Jika Makoto hadir, dia mungkin akan memegangi kepalanya dan bertanya ke mana sebenarnya inspirasi dari periode Edo itu menghilang.
Desain pemandian tradisional juga diciptakan kembali, jadi dalam benak Tomoe, mungkin ini hanyalah kasus di mana semakin banyak semakin baik.
“Memang,” mandor itu mengangguk sambil tersenyum. “Kami tidak punya keluhan. Ini memberi kami sesuatu yang layak dibangun. Serahkan saja pada kami. Dan rencana untuk mengalirkan air panas ke kota Kaleneon; itu juga merupakan tantangan yang menarik.”

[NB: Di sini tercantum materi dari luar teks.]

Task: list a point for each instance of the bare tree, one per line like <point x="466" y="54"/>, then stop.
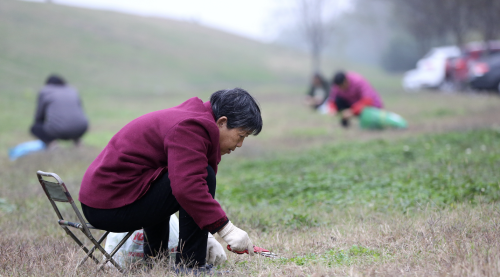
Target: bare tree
<point x="313" y="24"/>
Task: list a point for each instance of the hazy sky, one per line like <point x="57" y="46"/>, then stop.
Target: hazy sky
<point x="252" y="18"/>
<point x="245" y="17"/>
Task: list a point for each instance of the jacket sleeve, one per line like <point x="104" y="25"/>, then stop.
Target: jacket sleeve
<point x="331" y="99"/>
<point x="367" y="92"/>
<point x="187" y="146"/>
<point x="358" y="107"/>
<point x="40" y="109"/>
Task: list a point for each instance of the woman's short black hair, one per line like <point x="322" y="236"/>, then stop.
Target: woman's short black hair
<point x="339" y="78"/>
<point x="240" y="108"/>
<point x="55" y="80"/>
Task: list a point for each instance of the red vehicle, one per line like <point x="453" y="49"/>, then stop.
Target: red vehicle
<point x="458" y="70"/>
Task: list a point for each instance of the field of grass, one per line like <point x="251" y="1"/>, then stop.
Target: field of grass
<point x="331" y="202"/>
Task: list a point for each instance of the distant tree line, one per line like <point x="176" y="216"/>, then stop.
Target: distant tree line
<point x="433" y="22"/>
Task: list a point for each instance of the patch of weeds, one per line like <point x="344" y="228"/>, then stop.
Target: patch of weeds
<point x="335" y="257"/>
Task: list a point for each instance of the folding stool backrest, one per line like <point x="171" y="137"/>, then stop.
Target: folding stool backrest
<point x="57" y="192"/>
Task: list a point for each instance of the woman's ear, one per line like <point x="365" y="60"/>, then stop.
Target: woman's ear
<point x="221" y="121"/>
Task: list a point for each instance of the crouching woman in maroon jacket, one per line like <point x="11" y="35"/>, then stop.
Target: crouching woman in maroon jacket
<point x="164" y="162"/>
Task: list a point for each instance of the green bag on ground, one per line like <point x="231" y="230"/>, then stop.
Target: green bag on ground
<point x="373" y="118"/>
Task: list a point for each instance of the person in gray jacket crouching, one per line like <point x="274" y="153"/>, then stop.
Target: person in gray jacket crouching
<point x="59" y="113"/>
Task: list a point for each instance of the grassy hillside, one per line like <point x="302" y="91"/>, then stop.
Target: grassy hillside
<point x="123" y="65"/>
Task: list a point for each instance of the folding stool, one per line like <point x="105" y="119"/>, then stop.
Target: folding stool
<point x="57" y="192"/>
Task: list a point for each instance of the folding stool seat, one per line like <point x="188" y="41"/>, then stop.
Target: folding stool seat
<point x="57" y="192"/>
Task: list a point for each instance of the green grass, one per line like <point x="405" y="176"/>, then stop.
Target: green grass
<point x="380" y="175"/>
<point x="328" y="200"/>
<point x="334" y="257"/>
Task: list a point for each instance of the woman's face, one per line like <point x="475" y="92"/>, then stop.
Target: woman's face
<point x="229" y="139"/>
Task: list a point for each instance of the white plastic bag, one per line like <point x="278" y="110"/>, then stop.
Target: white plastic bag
<point x="133" y="249"/>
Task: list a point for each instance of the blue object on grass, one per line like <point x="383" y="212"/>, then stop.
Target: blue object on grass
<point x="26" y="148"/>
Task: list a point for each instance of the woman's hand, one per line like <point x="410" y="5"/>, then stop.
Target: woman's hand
<point x="237" y="238"/>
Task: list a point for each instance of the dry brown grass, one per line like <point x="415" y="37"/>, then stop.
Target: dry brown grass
<point x="458" y="241"/>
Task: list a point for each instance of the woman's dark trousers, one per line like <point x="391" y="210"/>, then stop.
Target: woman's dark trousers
<point x="152" y="212"/>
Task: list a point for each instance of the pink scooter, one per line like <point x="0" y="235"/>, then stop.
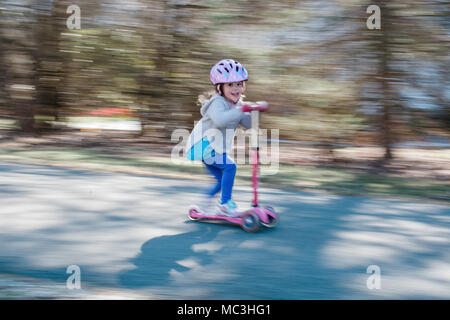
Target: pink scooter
<point x="251" y="219"/>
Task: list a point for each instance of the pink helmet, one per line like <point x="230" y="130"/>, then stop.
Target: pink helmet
<point x="226" y="71"/>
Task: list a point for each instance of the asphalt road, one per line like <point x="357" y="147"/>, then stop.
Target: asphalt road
<point x="130" y="237"/>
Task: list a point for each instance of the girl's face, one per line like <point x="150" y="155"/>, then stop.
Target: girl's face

Dia berhenti sejenak, memperhatikan seorang pengrajin muda yang mendekat.
“Mohon maaf, Tomoe-sama,” kata mandor itu. “Ada apa?”
“Mandor,” kata kurcaci muda itu memulai, sambil membungkuk sebentar. “Mengenai komposisi air mata air yang disediakan Tomoe-sama: mungkin ada sedikit masalah.”
“Oh?”
“Di kolam penampungan sementara, kami menemukan sedimen. Tampaknya zat-zat tak larut yang terlarut dalam air mengeras dan mengendap setelah terpapar.”
Mandor itu mengelus janggutnya.
“Jadi, pipa berinsulasi standar yang kita rencanakan mungkin akan tersumbat?”
“Baik, Pak.”
“Hmph.” Dia mengangguk tegas. “Mereka yang lebih berpengalaman dalam pertukangan kayu lanjutkan konstruksi yang sedang berjalan. Yang lain, bentuk tim dan selidiki. Jika kita memasang pipa di bawah tanah tanpa terpapar udara, mungkin tidak akan menjadi masalah, tetapi kita harus memastikannya dengan benar.”
“Ya!”
“Jika tersumbat,” lanjut mandor itu, “coba bahan pipa alternatif. Lihat apakah kita bisa mengatasinya dengan mantra permanen. Dan konsultasikan dengan tim ras lain. Mungkin ada pengetahuan di luar keahlian kita yang belum kita miliki.”
“Dipahami!”
Pengrajin muda itu bergegas pergi.
Tomoe mengamati percakapan itu dengan kepuasan yang terlihat jelas.
Pekerjaan berat sudah berlangsung, dengan Mio memimpin upaya untuk mengamankan lokasi dan meratakan lahan. Air mata air itu sendiri terbukti aman untuk mandi dan sangat mirip dengan mata air panas yang diingat Tomoe.
Para pengrajin kurcaci bergerak dengan efisien.
Proyek tersebut berjalan tanpa penundaan.
Tomoe tersenyum lebar saat mengawasi lokasi tersebut.
“Baiklah,” katanya akhirnya. “Untuk sementara, saya serahkan semuanya kepada Anda. Saya akan kembali menjelang malam. Teruslah mengerjakan apa yang bisa Anda kerjakan. Jika penghalang menunjukkan ketidakstabilan, segera hubungi saya.”
“Baiklah. Semoga perjalananmu aman!”
“Mm.”
Tomoe melangkah masuk ke gerbang kabut dan menghilang.
Dengan janji pemandian air panas yang telah lama ditunggu-tunggu hampir terwujud, masih banyak persiapan yang ingin dia lakukan.
Di matanya terpancar tekad yang tunggal: Aku pasti akan membuat Makoto puas.